Ever since I was a kid I wanted to be a DJ. But I would have to say that my radio experience has been on the fringes. I did college radio. After college I did some commercial voice work. I was a volunteer reader for WRBH-FM in New Orleans, a station that read publications-newspapers, magazines, etc.-for the blind and print-handicapped. I produced the morning drive-news, weather, sports-on WWL-AM (50-thousand watt clear channel) in New Orleans, responsible for booking between three to five interviews a day. I was a board-op (Rush, Dr. Laura) and fill-in host for WSMB-AM in New Orleans, and an announcer for Magic After Dark (“The sound of New Orleans at Night”) at a soft rock FM station.
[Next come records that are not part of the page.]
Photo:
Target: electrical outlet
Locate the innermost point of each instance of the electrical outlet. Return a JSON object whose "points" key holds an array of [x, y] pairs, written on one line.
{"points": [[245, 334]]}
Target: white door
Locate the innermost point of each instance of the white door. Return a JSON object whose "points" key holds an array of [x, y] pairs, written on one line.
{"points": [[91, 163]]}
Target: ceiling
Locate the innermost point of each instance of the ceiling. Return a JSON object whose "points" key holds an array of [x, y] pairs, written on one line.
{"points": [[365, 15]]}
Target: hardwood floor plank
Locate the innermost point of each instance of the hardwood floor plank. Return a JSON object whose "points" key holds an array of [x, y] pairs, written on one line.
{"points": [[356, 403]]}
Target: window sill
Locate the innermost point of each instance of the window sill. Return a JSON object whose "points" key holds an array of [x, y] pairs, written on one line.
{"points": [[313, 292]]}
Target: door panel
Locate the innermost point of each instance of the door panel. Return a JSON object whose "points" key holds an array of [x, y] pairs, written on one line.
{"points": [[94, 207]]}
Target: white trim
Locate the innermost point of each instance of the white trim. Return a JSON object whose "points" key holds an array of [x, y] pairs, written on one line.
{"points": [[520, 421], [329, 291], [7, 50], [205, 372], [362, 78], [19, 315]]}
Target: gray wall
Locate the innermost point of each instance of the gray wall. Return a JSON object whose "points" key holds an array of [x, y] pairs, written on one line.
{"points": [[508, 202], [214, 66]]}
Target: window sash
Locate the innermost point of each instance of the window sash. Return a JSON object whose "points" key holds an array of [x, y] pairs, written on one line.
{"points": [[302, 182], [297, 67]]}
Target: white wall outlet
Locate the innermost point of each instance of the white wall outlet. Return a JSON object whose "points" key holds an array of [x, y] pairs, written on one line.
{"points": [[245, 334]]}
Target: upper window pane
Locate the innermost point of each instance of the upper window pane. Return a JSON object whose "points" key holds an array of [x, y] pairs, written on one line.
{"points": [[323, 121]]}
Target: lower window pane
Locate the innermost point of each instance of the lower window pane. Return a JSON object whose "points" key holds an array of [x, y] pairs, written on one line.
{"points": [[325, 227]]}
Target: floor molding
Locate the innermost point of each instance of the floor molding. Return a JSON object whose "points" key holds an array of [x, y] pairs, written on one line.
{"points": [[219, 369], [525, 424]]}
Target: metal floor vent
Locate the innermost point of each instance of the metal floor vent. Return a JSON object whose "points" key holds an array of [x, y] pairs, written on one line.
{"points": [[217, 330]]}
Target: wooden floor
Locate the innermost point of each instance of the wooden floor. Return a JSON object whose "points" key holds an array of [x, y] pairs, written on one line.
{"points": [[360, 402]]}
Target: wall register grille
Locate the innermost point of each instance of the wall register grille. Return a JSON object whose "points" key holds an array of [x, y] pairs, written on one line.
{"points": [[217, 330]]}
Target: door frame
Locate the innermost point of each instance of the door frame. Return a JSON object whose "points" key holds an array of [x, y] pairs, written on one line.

Do you have any musical interests or favorites? Do you play an instrument or have band experience?

I like all kinds of music. I played the drums in school growing up-concert, marching, etc. I was in some hometown bands. And I explored going on the road with complete strangers playing motel lounges bands. But I made the most money in a GB (general business) doings weddings and such. I guess I stopped playing soon after college. It kills me that I don’t play anymore.

What have you noticed most about the changing radio trends and tastes?

I’ve noticed that music on the commercial airwaves seems to have lost any soul or originality. It’s like listening to McDonalds food. I grew up listening during the 60s and 70s-I remember where I was the first time I heard a Beatles song. When you look back at those times, you really see the diversity in what was considered mainstream. And of course you had a lot of social commentary. I don’t see how that can happen now. I stopped listening to commercial radio back in the early eighties. I’ll listen to almost anything on the radio without commercials.